Meta Platforms (META) generated $14.8 billion in free cash flow (FCF) in Q4 2025 (October–December 2025). Full-year 2025 FCF was approximately $46.1 billion — a figure that significantly understates Meta’s underlying earnings power because it is net of approximately $70 billion in capital expenditure, almost entirely allocated to AI data center infrastructure and GPU clusters.

Meta’s FCF chart tells a different story than its operating income or operating cash flow charts. While those metrics show a robust and growing business, FCF reveals the massive capital commitment Meta has made to AI infrastructure. In 2021, Meta generated $39.0 billion in FCF. By 2025, despite revenue growing from $117.9 billion to $201.0 billion, FCF was only ~$46.1 billion — a modest increase in absolute terms that masks a dramatic increase in reinvestment intensity.

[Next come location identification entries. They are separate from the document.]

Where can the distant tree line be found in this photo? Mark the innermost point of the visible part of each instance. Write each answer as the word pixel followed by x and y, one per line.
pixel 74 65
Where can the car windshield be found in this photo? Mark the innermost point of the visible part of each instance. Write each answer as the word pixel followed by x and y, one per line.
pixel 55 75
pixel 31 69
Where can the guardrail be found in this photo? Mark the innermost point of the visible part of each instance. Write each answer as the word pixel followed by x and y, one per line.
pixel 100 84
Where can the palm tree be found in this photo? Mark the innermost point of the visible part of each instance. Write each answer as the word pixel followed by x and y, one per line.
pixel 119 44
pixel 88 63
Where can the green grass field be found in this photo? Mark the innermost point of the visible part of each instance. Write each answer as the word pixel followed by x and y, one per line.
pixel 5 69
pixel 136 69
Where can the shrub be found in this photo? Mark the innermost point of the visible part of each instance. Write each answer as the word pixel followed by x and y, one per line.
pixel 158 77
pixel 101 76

Meta Annual Free Cash Flow by Year

YearFree Cash FlowFCF MarginCapex (Implied)YoY Change
2025~$46,109M~22.9%~$69,691M-14.7%
2024$54,072M32.9%~$37,256M+22.6%
2023$44,068M32.7%~$27,045M+128.5%
2022$19,289M16.5%~$20,187M-50.4%
2021$38,993M33.1%~$28,019M

FCF = Operating Cash Flow - Capital Expenditures. Capex implied from OCF - FCF. Source: SEC EDGAR XBRL.

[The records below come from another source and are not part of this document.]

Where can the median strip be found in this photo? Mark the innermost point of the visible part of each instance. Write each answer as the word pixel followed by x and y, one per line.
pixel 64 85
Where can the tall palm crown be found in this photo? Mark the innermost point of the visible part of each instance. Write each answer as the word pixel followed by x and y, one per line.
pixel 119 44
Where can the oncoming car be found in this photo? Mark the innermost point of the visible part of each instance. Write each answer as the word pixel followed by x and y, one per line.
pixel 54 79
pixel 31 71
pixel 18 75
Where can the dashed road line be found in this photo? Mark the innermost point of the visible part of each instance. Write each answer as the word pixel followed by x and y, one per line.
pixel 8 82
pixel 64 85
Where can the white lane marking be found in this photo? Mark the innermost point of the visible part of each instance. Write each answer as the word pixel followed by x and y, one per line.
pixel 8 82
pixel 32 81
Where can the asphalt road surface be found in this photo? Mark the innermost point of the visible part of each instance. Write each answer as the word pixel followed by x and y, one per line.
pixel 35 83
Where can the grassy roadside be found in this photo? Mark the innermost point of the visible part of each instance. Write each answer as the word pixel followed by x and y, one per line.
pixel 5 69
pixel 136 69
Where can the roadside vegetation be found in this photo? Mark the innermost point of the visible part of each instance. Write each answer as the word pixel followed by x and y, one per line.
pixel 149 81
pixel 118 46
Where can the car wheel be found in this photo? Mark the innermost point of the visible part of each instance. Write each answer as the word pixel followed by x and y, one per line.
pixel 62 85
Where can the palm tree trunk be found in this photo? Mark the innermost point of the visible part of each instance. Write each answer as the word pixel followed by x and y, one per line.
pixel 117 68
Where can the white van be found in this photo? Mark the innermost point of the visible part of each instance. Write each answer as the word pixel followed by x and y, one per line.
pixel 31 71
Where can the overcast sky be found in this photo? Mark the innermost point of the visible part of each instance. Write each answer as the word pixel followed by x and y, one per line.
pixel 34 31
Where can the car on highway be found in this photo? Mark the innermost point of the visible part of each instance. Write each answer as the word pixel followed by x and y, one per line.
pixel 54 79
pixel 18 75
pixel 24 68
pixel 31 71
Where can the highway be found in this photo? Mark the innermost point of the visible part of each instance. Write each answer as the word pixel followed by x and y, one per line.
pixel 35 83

The AI Capex Surge and Its FCF Impact

Meta’s 2025 capital expenditure of approximately $70 billion represents one of the largest single-year infrastructure investments by any company in history. For context, this exceeds the entire annual revenue of many S&P 500 companies. The spending is directed at:

  • AI data centers: Meta is building a 2 gigawatt AI data center in Louisiana, among several large facilities, specifically designed to run large language model training and inference workloads
  • NVIDIA GPU clusters: Meta has been one of the largest buyers of NVIDIA H100 and H200 GPUs, acquiring hundreds of thousands of units for its Llama model development and ad ranking infrastructure
  • Subsea cables and network: Meta owns portions of subsea fiber optic cables to reduce reliance on third-party bandwidth at scale
  • Reality Labs hardware R&D: Physical labs and manufacturing development for next-generation AR glasses

The FCF compression from capex is a deliberate choice. Zuckerberg has explicitly stated that he expects to spend aggressively on AI infrastructure through at least 2026–2027, viewing the investment as competitively necessary to maintain Meta’s AI advantage in ad targeting and to position the company for future AI product opportunities.

FCF as a Valuation Input

Investors valuing Meta face a choice: use FCF (which reflects the full capex burden) or use some normalized version that adjusts for the infrastructure investment cycle. FCF-based valuation in 2025 ($46B) would imply a meaningfully higher valuation multiple than operating income-based valuation ($83B), because FCF is depressed by what management characterizes as a temporary (though multi-year) investment surge.

The bull case for Meta’s FCF trajectory is that capex eventually stabilizes as the AI infrastructure build peaks, operating cash flow continues growing, and FCF expands dramatically. If capex normalizes to 15–20% of revenue (rather than the current ~35%), FCF could approach $100 billion annually at sustained revenue levels — a figure that would make current valuations appear conservative.

2022: FCF Halved by the Double Compression

The 2022 FCF decline to $19.3 billion reflected both sides of the FCF equation: operating cash flow fell 41% due to the revenue/margin contraction, while capex remained elevated at ~$20 billion as Meta continued its metaverse and AI infrastructure build during the downturn. The combination — lower OCF, stable capex — cut FCF in half and contributed significantly to investor concern during that period.

The 2022 FCF trough is important context for assessing the current AI capex cycle. Even during the worst year for Meta’s business in its public history, the company generated $19.3 billion in FCF — enough to fund buybacks, maintain its balance sheet, and continue investing. The structural cash generation of the advertising business acts as a floor that prevents the capex investment cycle from creating financial stress.